Giving credit

When it comes to songwriting, you generally only get credit if you write either the melody or lyrics of the song. Any of the other elements that go into creating a song are not worth a songwriting credit in the eyes of the industry, or the law.

For example, drummer Steve Gadd has no songwriting credit for Late in the Evening, despite the groundbreaking drum pattern that in many people’s eyes defines the song.

Bassist James Jamerson and the rest of the Motown house band The Funk Brothers have no songwriting credits on the 30 no.1 hits on which they played, despite them writing and creating the iconic backing tracks on top of which the vocalists sang.

And despite Joe Walsh sitting for three days with Don Felder to create one of the most famous guitar solos of all time, he has no songwriting credit for Hotel California.

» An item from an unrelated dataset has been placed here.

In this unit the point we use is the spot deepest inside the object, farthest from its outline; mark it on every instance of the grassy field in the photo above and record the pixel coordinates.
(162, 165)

Whatever about credit in the eyes of the law, or the music industry, it’s important to give credit to people and agencies when they play an important or crucial role in the creation of something. Sometimes it’s nice to do it privately, other times it’s important to do it publicly.

So in that spirit, I would like to thank Creative Ireland and Creative Sligo for funding a particular project on which I’m currently working. It just wouldn’t be happening without the funding they have provided.

Last week Auriel Robinson of Seatrails took myself and a group of teenage musicians up Knocknarea and told us about the geology, mythology and archaeology of the mountain and the tomb.